The Silent Victims: Campus Rapes Going Unreported

Institutional, personal barriers involved as rapes on campus go unreported

During a five-year college career, one in five women experience rape.

That statistic, contained in a 2005 National Institute of Justice report, hasn't gone unnoticed by Worcester police who point out that it doesn't jibe with the low number of reported sexual assaults from the colleges in the city.

City detectives won't accuse local colleges of hiding numbers, but do question why police aren't called in to investigate some instances.

"I don't think they (colleges) are whitewashing cases, but I do think there is an incentive for them not to get police involved because it becomes a larger issue," said Detective Capt. Edward J. McGinn Jr., head of the Worcester Police Department's detective bureau. "There's an incentive not to report it, whitewash it, keep it inside and make it a noncrime. We've seen that in a couple of cases."

The low number of reported sexual assaults has some college officials concerned as well.

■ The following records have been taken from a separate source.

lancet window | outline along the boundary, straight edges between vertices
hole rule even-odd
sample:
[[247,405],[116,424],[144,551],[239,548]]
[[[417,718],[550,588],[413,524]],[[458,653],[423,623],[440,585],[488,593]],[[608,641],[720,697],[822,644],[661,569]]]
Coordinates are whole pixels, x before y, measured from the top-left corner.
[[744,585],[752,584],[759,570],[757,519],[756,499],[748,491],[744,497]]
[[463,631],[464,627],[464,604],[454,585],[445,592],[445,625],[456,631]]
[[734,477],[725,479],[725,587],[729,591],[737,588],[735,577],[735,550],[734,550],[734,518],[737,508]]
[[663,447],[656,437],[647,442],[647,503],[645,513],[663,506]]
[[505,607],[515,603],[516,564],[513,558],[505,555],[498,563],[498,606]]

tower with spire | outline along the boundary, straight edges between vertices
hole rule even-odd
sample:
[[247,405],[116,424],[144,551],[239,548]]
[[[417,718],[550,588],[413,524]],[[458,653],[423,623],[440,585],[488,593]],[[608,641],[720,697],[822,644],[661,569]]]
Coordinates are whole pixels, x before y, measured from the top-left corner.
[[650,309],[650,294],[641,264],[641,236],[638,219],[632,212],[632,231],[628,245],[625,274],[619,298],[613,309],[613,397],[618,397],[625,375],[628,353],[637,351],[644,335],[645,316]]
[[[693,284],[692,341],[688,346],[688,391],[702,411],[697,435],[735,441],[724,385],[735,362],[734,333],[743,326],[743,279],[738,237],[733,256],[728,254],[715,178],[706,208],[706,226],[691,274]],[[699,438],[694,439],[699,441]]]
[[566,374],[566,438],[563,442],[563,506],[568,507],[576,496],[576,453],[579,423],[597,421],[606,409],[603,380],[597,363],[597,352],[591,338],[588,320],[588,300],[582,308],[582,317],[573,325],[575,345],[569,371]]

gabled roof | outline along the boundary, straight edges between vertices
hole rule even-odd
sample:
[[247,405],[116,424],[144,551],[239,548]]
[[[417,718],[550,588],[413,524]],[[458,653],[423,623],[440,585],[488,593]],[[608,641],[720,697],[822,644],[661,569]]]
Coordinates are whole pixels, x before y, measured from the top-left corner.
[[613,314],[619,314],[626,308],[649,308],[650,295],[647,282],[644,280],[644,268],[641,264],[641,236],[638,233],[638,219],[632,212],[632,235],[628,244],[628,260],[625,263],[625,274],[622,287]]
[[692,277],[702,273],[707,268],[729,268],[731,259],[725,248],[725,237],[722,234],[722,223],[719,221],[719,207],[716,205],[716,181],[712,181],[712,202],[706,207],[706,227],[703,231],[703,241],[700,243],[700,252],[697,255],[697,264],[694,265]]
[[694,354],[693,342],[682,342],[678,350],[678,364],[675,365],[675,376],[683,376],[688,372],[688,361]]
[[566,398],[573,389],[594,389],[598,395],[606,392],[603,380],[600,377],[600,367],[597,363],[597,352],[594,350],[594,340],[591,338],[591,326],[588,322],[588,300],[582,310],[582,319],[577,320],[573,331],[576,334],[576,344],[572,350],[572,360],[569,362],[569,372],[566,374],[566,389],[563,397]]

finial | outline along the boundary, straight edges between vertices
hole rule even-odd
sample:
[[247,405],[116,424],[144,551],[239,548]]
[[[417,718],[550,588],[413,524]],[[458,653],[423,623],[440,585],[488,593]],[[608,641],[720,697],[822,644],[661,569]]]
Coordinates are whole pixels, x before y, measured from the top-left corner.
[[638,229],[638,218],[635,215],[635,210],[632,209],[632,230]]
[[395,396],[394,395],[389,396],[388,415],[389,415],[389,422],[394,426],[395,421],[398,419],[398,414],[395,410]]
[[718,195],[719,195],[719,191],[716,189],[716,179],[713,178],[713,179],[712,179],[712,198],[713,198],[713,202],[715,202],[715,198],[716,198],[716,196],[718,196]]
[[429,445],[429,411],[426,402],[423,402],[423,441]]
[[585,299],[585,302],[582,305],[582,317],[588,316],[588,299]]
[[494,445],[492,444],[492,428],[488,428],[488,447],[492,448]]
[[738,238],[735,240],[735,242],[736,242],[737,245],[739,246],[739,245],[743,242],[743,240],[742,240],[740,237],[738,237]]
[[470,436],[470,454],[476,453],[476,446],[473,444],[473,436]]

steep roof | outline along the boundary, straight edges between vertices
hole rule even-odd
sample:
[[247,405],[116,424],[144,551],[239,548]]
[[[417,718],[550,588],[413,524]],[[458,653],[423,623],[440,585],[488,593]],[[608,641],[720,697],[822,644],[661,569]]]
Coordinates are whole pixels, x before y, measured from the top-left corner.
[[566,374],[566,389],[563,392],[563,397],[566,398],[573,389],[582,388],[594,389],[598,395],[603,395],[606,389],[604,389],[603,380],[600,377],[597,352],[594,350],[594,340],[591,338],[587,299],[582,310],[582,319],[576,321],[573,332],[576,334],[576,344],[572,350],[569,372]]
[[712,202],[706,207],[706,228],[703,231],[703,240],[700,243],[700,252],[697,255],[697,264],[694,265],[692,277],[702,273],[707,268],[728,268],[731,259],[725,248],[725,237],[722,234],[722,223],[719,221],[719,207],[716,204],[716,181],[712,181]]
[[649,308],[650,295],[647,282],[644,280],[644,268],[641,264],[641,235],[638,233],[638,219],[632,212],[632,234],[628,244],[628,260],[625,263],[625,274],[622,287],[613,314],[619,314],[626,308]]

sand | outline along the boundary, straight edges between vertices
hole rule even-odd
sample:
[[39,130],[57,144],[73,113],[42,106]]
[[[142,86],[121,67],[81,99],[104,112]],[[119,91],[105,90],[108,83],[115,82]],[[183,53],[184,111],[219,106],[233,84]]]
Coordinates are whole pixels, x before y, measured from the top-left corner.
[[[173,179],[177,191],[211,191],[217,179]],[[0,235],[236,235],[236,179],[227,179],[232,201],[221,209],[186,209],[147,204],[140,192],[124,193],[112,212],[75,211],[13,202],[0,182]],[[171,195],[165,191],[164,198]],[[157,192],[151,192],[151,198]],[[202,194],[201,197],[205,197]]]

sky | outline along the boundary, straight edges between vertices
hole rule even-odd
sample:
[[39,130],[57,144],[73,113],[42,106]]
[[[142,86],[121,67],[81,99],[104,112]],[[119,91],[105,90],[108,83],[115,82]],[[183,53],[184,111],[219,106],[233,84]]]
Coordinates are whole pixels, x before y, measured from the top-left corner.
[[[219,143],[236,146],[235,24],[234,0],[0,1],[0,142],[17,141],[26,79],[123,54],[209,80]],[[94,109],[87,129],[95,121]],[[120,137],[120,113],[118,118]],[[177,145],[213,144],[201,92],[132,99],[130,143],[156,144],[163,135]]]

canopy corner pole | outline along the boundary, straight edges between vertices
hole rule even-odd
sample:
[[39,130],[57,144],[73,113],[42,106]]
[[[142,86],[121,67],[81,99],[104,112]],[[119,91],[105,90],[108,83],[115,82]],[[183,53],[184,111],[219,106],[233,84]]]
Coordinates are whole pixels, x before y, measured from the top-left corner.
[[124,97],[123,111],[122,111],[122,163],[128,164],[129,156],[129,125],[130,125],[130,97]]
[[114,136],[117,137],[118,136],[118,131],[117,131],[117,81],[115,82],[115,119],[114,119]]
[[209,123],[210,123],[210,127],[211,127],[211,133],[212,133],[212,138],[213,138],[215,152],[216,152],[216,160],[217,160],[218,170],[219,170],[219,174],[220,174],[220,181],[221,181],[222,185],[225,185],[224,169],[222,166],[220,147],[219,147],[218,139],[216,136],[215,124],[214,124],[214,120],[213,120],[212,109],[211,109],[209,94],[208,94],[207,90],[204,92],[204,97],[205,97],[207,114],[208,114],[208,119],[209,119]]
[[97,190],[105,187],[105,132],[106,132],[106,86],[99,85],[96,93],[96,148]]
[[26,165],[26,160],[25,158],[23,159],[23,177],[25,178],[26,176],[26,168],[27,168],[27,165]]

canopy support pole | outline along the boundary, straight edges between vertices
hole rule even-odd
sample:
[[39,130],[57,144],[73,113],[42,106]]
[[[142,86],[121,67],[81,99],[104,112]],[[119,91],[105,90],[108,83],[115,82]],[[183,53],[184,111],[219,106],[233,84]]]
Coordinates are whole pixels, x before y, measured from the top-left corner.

They say they are worried that students who are victims of sexual assaults don't step forward to report the attack.

"We know that sexual assaults are one of most unreported crimes in the country," said Denise M. Darrigrand, dean of students for Clark University. "We know based on national statistics the numbers are low, but we can only bring the numbers forth that are reported."

And the National Institute of Justice report on sexual assaults on college campuses states just that. "Less than 5 percent of completed and attempted rapes of college students are brought to the attention of campus authorities and/or law enforcement," according to the National Institute of Justice.

There are reasons rapes and sexual assaults are not reported. Police Lt. William P. O'Connor of the police department's special crimes division said those reasons involve both individual and institutional barriers.

"There are institutional barriers, such as a campus doesn't have a certain protocol, a written protocol on who to report it to," he said. "There are also individual barriers. The person is reluctant to file, they're embarrassed and there may have been some alcohol or drug use prior to the incident."

The lieutenant and investigators interviewed said they would like to see a uniform protocol adopted by colleges in the city to report these crimes. A group involving several colleges is looking at such a protocol, he said.

Under the Jeanne Cleary Disclosure of Campus Security Policy and Campus Crime Statistics Act, institutions participating in financial aid programs must disclose information about crimes statistics and safety policies and procedures.

"If you look at them (the crime statistics for colleges in the city) at face value there have been assaults reported," said special crimes investigator Sgt. Vincent F. Gorgoglione. "We certainly have no way of knowing how many weren't."

Cheryl A. Martunas, director of public safety and chief of police for Worcester Polytechnic Institute, said the reality is that there are sexual assaults occurring on campus and the one in every five number might be true.

"We have generally two or three reported a year," said Brad Holmes, director of public safety for Assumption College. "I've heard that for every rape reported, there are probably 15 to 20 not reported."

Worcester State College chief of police Rosemary F. Naughton said there is a perception that colleges and universities hide crime numbers. It is not the case, she said.

Even when rapes are reported, city detectives want to know when colleges feel the special crimes division should be called. Evidence collection, interviewing witnesses and the treatment of a victim, including having a rape kit completed at the hospital, all need to be done in a timely fashion, city police said.

"Some of the cases (from colleges) are reported to us late," Capt. McGinn said.